When scaling is performed, calculus and plaque that attaches to the tooth surfaces is removed. The process especially targets the area below the gum line, along the root. Scaling is performed with specialized ultrasonic and hand instruments.
- Root Planing:
Root planing is performed in order to remove hard deposits, bacteria, and toxins from the root surface. The root of the tooth is literally smoothed, which promotes healing, and also helps prevent bacteria from easily colonizing in the future.
Antibiotics or irrigation with anti-microbials (chemical agents or mouth rinses) may be recommended to help control the growth of bacteria that create toxins and cause periodontitis. In some cases, our team may place an antibiotic in the periodontal pockets after scaling and planing. This may be done to control infection and to encourage normal healing.

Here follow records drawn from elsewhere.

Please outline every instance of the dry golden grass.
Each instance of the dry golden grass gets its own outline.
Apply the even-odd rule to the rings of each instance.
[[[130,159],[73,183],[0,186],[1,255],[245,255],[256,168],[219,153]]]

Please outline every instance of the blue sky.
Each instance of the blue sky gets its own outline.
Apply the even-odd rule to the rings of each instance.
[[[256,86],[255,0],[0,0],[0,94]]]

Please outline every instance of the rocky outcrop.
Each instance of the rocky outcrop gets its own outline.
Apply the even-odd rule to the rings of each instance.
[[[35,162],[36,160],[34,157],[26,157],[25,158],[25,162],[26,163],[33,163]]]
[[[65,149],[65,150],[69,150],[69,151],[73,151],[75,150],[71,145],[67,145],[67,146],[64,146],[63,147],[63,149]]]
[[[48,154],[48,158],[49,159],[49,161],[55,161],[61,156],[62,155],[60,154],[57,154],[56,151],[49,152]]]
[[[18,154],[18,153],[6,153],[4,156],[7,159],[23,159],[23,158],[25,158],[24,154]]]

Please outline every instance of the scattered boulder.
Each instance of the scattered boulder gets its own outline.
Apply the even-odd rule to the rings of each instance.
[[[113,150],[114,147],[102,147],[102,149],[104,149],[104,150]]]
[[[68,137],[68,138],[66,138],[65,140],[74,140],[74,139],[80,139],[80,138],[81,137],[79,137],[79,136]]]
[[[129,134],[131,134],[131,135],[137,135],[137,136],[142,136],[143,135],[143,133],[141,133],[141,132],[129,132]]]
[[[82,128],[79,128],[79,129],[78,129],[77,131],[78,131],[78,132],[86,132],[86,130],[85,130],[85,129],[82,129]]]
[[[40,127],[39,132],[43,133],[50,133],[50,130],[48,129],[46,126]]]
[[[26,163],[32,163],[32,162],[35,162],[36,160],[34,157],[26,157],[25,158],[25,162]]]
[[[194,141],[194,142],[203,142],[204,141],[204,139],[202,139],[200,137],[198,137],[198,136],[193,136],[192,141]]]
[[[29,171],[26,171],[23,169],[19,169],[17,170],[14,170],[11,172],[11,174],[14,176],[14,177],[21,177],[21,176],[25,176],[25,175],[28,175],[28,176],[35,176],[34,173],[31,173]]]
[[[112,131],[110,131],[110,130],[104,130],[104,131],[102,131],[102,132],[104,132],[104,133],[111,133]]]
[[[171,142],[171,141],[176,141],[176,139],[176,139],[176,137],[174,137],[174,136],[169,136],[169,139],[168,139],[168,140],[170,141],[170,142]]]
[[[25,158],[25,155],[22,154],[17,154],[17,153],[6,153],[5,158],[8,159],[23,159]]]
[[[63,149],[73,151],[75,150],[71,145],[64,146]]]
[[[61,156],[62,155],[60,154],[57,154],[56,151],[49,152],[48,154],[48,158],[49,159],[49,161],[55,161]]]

When very deep pockets between teeth and gums are present, it is difficult for our team to thoroughly remove plaque and tartar. Patients can seldom, if ever, keep these pockets clean and free of plaque. Consequently, surgery may be needed to restore periodontal health.
Benefits of Treatment
If treatment is successful, scaling and planing may have many periodontal benefits. One is that it can help prevent disease. Research has proven that bacteria from periodontal infections can travel through the blood stream and affect other areas of the body, sometimes causing heart and respiratory diseases. Scaling and root planing remove bacteria that cause these conditions.
Another benefit of treatment is protecting teeth against tooth loss. When gum pockets exceed 3mm in depth, the risk for periodontal disease increases. As pockets deepen, more bacteria are able to colonize, eventually causing a chronic inflammatory response by the body to destroy gingival and bone tissue. This leads to tooth loss.
Finally, scaling and root planing may make the mouth more aesthetically pleasing, and should reduce bad breath caused from food particles and bacteria in the oral cavity. Superficial stains on the teeth will be removed during scaling and planing, adding an extra bonus to the procedures.